# The Sound of Emotions
## Features extraction

In [14]:
import pandas as pd
import numpy as np
import re
import urllib.request
import json
import urllib
from urllib.error import HTTPError
import requests

In [7]:
# specify ther filename
file_name = "/data/notebook_files/Sample_Dataset.csv"  # note: you can right-click on your file and copy-paste the path to it here
dataset = pd.read_csv(file_name)
dataset.drop(columns=['User_Email','User_name'], inplace = True)

In [8]:
print(dataset.shape)
dataset.sample(5)

## YouTube Title and ID Extraction
Although the video title can be mined from the URL itself, I found it is better to extract the ID first and then the title.

### Extract the video ID:

In [9]:
def youtube_id_extract(url):
    '''
    The function gets youtube url and returns the video id
    '''
    # Define regex pattern to match video ID
    pattern = re.compile(r"(?:/|v=)([-\w]{11})(?:$|&|\?)")

    # Search for video ID in URL1 using regex
    try:
        match = pattern.search(url)
    except TypeError:
        return None
    if match:
        video_id = match.group(1)
        return video_id

In [10]:
youtube_id_extract('https://youtu.be/RgKAFK5djSk')

In [11]:
dataset['YouTube_ID'] = dataset.Youtube_link.apply(youtube_id_extract)

In [13]:
print(f'The number of songs with no YouTube ID is: {dataset.YouTube_ID.isna().sum()}')
# Drop the rows with no YouTube ID.
dataset.dropna(subset=['YouTube_ID'], inplace = True)

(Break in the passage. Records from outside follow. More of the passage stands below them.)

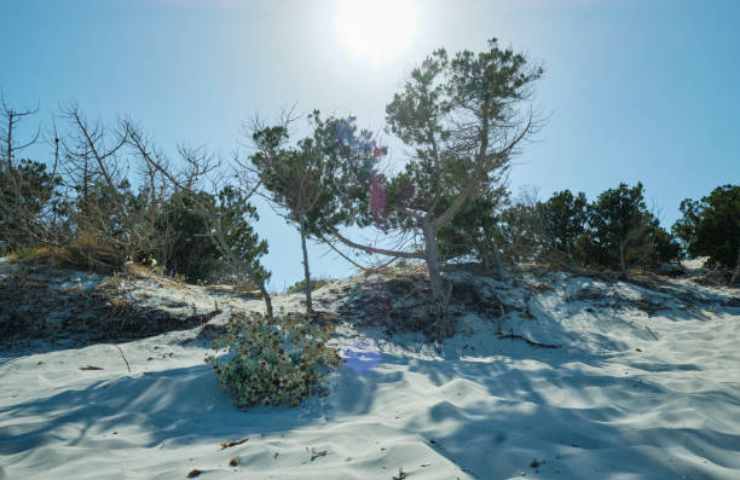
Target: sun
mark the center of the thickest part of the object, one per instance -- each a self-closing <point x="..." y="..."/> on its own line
<point x="376" y="30"/>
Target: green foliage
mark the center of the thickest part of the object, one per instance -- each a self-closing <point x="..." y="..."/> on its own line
<point x="620" y="223"/>
<point x="623" y="234"/>
<point x="300" y="286"/>
<point x="454" y="113"/>
<point x="711" y="227"/>
<point x="564" y="218"/>
<point x="322" y="180"/>
<point x="276" y="363"/>
<point x="192" y="250"/>
<point x="474" y="230"/>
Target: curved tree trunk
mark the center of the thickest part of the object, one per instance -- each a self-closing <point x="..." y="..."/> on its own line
<point x="267" y="299"/>
<point x="439" y="296"/>
<point x="306" y="273"/>
<point x="736" y="273"/>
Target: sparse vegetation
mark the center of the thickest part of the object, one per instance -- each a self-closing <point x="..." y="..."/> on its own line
<point x="278" y="362"/>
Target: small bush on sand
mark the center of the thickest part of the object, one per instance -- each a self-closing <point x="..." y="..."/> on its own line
<point x="300" y="286"/>
<point x="275" y="363"/>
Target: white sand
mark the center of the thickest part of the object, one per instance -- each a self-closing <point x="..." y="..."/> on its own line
<point x="485" y="408"/>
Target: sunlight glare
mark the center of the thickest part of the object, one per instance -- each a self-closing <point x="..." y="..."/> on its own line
<point x="376" y="30"/>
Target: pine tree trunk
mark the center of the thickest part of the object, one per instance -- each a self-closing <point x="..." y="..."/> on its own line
<point x="435" y="277"/>
<point x="736" y="273"/>
<point x="306" y="273"/>
<point x="622" y="263"/>
<point x="268" y="300"/>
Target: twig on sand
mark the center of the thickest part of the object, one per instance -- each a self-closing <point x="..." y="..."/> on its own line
<point x="650" y="331"/>
<point x="233" y="443"/>
<point x="513" y="336"/>
<point x="124" y="357"/>
<point x="90" y="367"/>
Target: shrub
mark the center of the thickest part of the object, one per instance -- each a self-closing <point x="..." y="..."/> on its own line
<point x="299" y="286"/>
<point x="711" y="227"/>
<point x="27" y="192"/>
<point x="275" y="363"/>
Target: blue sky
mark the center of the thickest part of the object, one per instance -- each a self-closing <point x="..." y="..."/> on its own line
<point x="634" y="89"/>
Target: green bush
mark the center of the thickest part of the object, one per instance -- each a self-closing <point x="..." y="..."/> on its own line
<point x="275" y="363"/>
<point x="299" y="286"/>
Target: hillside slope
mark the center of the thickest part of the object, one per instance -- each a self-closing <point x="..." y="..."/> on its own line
<point x="558" y="377"/>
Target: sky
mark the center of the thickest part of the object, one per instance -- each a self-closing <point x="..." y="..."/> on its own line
<point x="634" y="90"/>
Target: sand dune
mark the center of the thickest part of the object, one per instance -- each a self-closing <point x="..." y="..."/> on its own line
<point x="632" y="393"/>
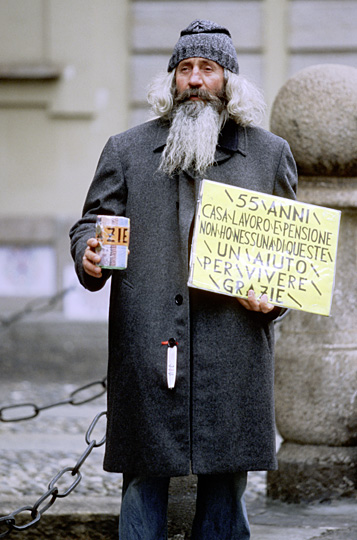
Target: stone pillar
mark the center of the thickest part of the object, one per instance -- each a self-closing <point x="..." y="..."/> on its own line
<point x="316" y="356"/>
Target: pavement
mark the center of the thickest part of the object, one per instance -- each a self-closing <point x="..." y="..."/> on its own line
<point x="33" y="452"/>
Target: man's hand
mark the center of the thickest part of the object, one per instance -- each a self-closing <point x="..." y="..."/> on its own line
<point x="91" y="259"/>
<point x="252" y="303"/>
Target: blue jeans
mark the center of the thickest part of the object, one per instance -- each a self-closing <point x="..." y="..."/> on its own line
<point x="220" y="509"/>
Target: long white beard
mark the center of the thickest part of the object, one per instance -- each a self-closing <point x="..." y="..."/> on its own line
<point x="193" y="136"/>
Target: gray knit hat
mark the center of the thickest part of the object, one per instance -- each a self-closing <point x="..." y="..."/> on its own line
<point x="205" y="39"/>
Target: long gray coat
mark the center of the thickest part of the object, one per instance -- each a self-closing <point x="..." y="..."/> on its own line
<point x="220" y="415"/>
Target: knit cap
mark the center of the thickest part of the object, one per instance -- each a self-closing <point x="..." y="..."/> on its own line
<point x="205" y="39"/>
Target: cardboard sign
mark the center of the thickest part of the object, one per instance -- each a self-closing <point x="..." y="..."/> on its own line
<point x="245" y="240"/>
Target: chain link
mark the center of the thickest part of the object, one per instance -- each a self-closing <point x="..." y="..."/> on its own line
<point x="53" y="493"/>
<point x="81" y="395"/>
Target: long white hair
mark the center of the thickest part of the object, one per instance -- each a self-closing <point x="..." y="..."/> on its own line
<point x="246" y="105"/>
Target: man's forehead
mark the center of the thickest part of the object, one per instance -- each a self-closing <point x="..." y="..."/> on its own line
<point x="199" y="60"/>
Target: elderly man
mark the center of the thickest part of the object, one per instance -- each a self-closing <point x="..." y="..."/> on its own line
<point x="218" y="419"/>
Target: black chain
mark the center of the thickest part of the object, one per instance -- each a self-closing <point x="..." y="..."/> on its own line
<point x="53" y="493"/>
<point x="81" y="395"/>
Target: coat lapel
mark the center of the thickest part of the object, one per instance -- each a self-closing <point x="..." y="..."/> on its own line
<point x="232" y="139"/>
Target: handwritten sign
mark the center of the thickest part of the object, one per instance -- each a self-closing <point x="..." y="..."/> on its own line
<point x="245" y="240"/>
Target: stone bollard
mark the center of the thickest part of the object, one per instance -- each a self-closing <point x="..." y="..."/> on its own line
<point x="316" y="356"/>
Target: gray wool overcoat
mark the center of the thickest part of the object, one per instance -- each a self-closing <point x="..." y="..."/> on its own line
<point x="219" y="418"/>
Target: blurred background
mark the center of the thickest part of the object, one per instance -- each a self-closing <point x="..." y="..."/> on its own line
<point x="74" y="72"/>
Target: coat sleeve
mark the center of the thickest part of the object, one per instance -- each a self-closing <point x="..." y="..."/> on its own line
<point x="106" y="196"/>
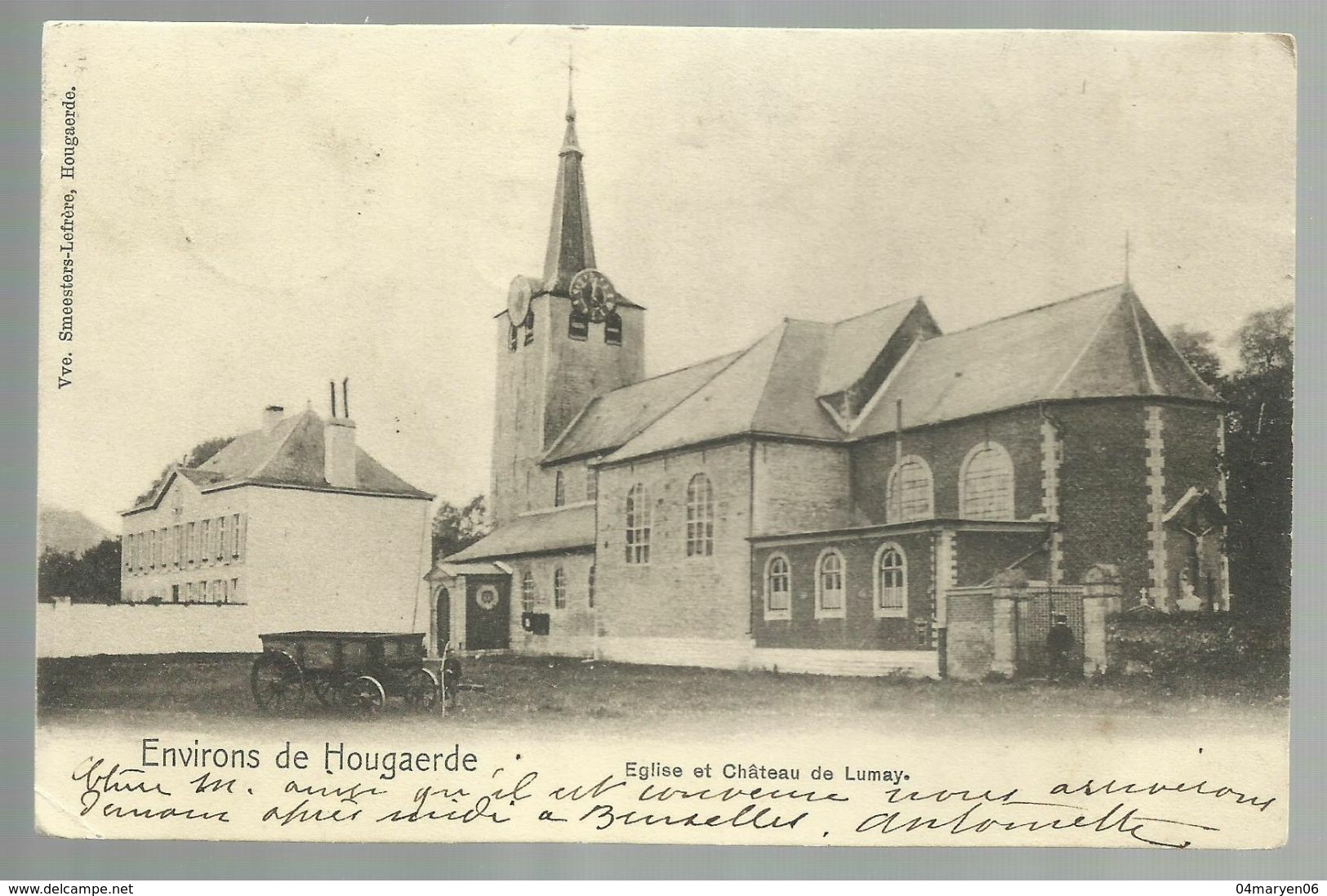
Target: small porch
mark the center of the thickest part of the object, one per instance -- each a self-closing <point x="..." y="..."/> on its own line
<point x="469" y="607"/>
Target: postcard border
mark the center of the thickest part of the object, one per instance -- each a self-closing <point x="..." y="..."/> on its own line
<point x="31" y="855"/>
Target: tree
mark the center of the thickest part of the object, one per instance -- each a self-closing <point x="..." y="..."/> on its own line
<point x="91" y="577"/>
<point x="456" y="528"/>
<point x="1196" y="348"/>
<point x="201" y="453"/>
<point x="1259" y="462"/>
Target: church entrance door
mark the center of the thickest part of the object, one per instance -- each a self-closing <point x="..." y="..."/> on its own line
<point x="488" y="616"/>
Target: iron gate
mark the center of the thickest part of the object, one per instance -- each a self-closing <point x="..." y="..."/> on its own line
<point x="1035" y="609"/>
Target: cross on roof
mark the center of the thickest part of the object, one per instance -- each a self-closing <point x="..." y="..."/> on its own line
<point x="571" y="78"/>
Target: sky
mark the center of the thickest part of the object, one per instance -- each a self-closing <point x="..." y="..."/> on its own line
<point x="261" y="208"/>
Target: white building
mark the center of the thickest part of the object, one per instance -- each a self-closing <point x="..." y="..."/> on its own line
<point x="293" y="520"/>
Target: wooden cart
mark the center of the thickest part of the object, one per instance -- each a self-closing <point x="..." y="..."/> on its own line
<point x="354" y="669"/>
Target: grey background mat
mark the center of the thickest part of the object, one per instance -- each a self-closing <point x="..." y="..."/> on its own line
<point x="28" y="858"/>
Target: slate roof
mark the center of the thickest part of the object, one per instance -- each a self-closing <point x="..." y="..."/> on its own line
<point x="564" y="528"/>
<point x="1097" y="345"/>
<point x="291" y="456"/>
<point x="612" y="420"/>
<point x="856" y="341"/>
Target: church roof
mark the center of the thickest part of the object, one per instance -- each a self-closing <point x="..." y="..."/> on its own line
<point x="855" y="343"/>
<point x="766" y="389"/>
<point x="288" y="456"/>
<point x="564" y="528"/>
<point x="571" y="248"/>
<point x="1098" y="345"/>
<point x="612" y="420"/>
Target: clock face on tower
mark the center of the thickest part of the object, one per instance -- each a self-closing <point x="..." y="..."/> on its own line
<point x="594" y="295"/>
<point x="518" y="301"/>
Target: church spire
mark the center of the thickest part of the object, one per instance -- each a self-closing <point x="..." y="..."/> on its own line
<point x="569" y="246"/>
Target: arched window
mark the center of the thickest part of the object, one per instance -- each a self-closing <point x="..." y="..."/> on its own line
<point x="700" y="517"/>
<point x="559" y="588"/>
<point x="639" y="524"/>
<point x="577" y="325"/>
<point x="830" y="586"/>
<point x="778" y="587"/>
<point x="911" y="493"/>
<point x="891" y="581"/>
<point x="528" y="595"/>
<point x="986" y="484"/>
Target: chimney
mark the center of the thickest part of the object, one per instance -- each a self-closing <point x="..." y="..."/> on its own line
<point x="339" y="453"/>
<point x="271" y="417"/>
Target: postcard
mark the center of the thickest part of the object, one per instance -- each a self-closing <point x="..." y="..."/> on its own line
<point x="665" y="435"/>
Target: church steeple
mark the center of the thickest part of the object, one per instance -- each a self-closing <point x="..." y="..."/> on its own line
<point x="569" y="244"/>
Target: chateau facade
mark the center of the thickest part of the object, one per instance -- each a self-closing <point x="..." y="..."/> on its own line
<point x="291" y="519"/>
<point x="807" y="503"/>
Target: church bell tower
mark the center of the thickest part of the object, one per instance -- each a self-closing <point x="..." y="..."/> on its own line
<point x="564" y="339"/>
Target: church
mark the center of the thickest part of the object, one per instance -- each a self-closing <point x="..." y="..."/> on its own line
<point x="811" y="502"/>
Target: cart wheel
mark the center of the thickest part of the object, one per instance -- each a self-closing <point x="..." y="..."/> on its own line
<point x="276" y="683"/>
<point x="422" y="690"/>
<point x="327" y="690"/>
<point x="365" y="694"/>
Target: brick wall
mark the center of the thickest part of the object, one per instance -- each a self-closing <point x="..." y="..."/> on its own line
<point x="969" y="643"/>
<point x="800" y="488"/>
<point x="859" y="630"/>
<point x="945" y="448"/>
<point x="675" y="595"/>
<point x="541" y="388"/>
<point x="1103" y="490"/>
<point x="571" y="630"/>
<point x="981" y="555"/>
<point x="1191" y="461"/>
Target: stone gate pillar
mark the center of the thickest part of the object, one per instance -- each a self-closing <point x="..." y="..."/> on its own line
<point x="1008" y="588"/>
<point x="1100" y="594"/>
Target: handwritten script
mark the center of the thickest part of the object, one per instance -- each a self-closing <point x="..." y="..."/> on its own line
<point x="477" y="804"/>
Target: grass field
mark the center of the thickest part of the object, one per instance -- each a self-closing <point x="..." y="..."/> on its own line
<point x="579" y="696"/>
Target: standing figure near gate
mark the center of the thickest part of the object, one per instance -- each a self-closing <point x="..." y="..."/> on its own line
<point x="1059" y="648"/>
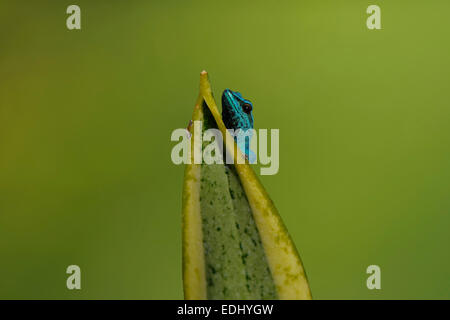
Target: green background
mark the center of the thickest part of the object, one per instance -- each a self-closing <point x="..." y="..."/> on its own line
<point x="86" y="117"/>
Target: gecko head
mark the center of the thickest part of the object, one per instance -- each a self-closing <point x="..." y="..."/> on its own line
<point x="236" y="111"/>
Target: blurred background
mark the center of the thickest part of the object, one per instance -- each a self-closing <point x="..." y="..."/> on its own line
<point x="86" y="116"/>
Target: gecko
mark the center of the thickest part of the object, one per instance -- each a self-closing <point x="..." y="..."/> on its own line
<point x="237" y="114"/>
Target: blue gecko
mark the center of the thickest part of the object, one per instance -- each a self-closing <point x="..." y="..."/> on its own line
<point x="237" y="114"/>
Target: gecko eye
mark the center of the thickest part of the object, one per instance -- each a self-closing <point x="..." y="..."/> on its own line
<point x="247" y="107"/>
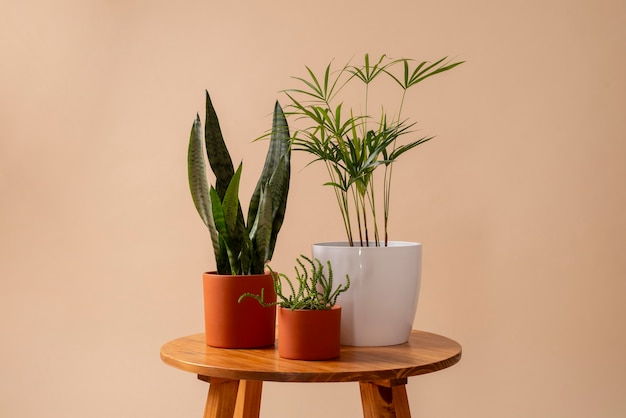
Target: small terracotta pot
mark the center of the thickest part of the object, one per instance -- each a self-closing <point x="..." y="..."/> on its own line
<point x="305" y="334"/>
<point x="230" y="324"/>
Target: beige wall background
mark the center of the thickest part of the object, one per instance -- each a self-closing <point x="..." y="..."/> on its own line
<point x="519" y="202"/>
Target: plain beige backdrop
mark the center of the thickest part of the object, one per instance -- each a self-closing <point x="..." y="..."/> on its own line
<point x="520" y="201"/>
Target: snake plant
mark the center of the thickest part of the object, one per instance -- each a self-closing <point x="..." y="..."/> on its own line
<point x="241" y="246"/>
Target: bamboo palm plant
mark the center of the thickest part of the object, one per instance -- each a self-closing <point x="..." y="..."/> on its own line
<point x="240" y="246"/>
<point x="353" y="145"/>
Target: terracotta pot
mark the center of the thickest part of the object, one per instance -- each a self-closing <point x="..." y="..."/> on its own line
<point x="305" y="334"/>
<point x="230" y="324"/>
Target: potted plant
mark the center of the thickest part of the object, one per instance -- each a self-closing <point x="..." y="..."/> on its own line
<point x="359" y="150"/>
<point x="242" y="247"/>
<point x="309" y="319"/>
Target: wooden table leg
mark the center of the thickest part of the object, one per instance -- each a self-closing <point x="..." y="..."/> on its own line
<point x="385" y="399"/>
<point x="249" y="399"/>
<point x="232" y="398"/>
<point x="220" y="402"/>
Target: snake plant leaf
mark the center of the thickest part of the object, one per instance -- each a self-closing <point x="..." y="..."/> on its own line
<point x="279" y="147"/>
<point x="219" y="157"/>
<point x="197" y="172"/>
<point x="279" y="186"/>
<point x="225" y="237"/>
<point x="264" y="222"/>
<point x="198" y="182"/>
<point x="230" y="204"/>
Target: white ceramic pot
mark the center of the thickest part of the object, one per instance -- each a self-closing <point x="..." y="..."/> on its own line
<point x="380" y="305"/>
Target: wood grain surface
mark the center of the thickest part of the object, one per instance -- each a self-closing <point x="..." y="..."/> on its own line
<point x="423" y="353"/>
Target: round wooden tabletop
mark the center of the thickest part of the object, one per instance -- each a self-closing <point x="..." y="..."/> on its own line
<point x="423" y="353"/>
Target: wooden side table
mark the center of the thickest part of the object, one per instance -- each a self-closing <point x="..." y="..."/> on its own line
<point x="236" y="376"/>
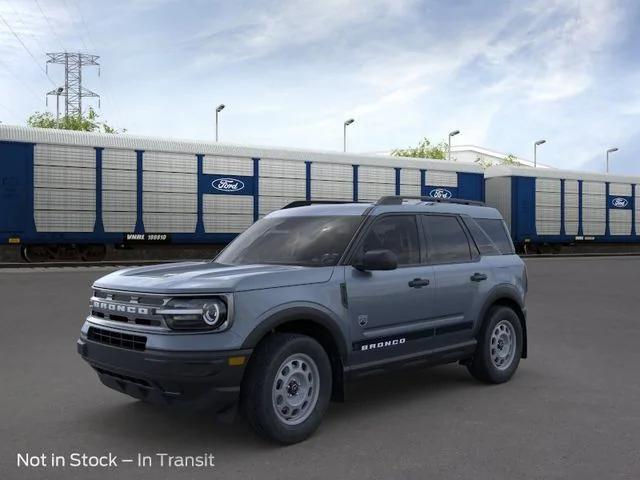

### Extract the video title from the YouTube ID:

In [15]:
def youtube_title_extract(video_id):
    #change to yours VideoID or change url inparams
    params = {"format": "json", "url": "https://www.youtube.com/watch?v=%s" % video_id}
    url = "https://www.youtube.com/oembed"
    query_string = urllib.parse.urlencode(params)
    url = url + "?" + query_string
    try:
        with urllib.request.urlopen(url) as response:
            response_text = response.read()
            data = json.loads(response_text.decode())
            return data['title']
    except HTTPError:
        return None

In [16]:
youtube_title_extract('VOgFZfRVaww')

In [17]:
dataset['YouTube_Title'] = dataset.YouTube_ID.apply(youtube_title_extract)

In [18]:
print(f'The number of songs with no YouTube Title is: {dataset.YouTube_Title.isna().sum()}')
# Drop the rows with no YouTube ID.
dataset.dropna(subset=['YouTube_Title'], inplace = True)

### Get Spotify's ID:

In [21]:
# Connect The Spotify's API
CLIENT_ID = 'XXXXX'
CLIENT_SECRET = 'XXXXX'

AUTH_URL = 'https://accounts.spotify.com/api/token'

# POST
auth_response = requests.post(AUTH_URL, {
    'grant_type': 'client_credentials',
    'client_id': CLIENT_ID,
    'client_secret': CLIENT_SECRET,
}, timeout=20)

# convert the response to JSON
auth_response_data = auth_response.json()

# save the access token
access_token = auth_response_data['access_token']

In [22]:
def get_spotify_id(song_title, access_token):
    # Set up API endpoint and parameters
    endpoint = "https://api.spotify.com/v1/search"
    params = {
        "q": song_title,
        "type": "track",
        "limit": 1
    }
    
    # Set up HTTP headers with access token
    headers = {
        "Authorization": "Bearer " + access_token
    }

    # Make API request and retrieve response
    response = requests.get(endpoint, params=params, headers=headers)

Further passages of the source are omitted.